Сначала он принял его за естественную сентиментальность. Но разве в таком случае этому чувству не следовало быть много приятнее? А владевшие им эмоции отнюдь не все проливали бальзам на его душу. Например, завернув за угол, он увидел перед собой капитана футбольной команды во всей славе его, и на него нахлынула такая ужасная смесь стыда и страха, что его ноги, облаченные в епископские гетры, затряслись, подобно желе. Капитан футбольной команды почтительно снял головной убор, и стыд со страхом исчезли столь же быстро, как и возникли, однако епископ успел установить их источник. Именно эти чувства он испытывал сорок с лишним лет назад, когда, тихонько удрав с футбольной тренировки, сталкивался с кем-нибудь из власть имущих.

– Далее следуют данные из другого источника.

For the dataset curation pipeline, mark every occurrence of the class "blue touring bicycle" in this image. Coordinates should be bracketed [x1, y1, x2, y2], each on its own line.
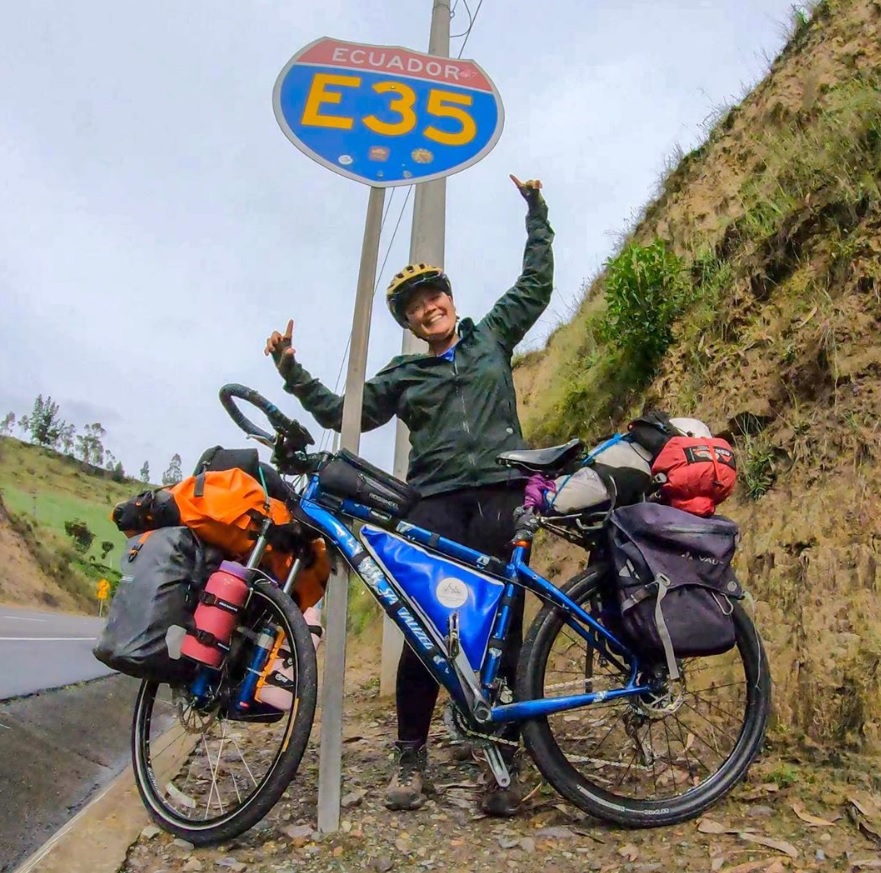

Епископ недоумевал. Словно некая фея прикоснулась к нему волшебной палочкой, смела прошедшие годы и превратила его вновь в мальчика, перемазанного чернилами. День ото дня иллюзия эта крепла, чему немало способствовало постоянное пребывание в обществе преподобного Тревора Энтуисла. Ибо в харчестерские дни юный Кошкодав Энтуисл был неразлучным другом епископа, и с тех пор его внешность, казалось, не претерпела ни малейших изменений. Епископ испытал пренеприятнейший шок, когда на третье утро своего визита, войдя в кабинет директора, увидел, что Энтуисл восседает в директорском кресле в директорской шапочке и мантии. Ему почудилось, что юный Кошкодав, поддавшись извращенному чувству юмора, подвергнул себя жутчайшему риску. Что, если Старик войдет и застукает его?!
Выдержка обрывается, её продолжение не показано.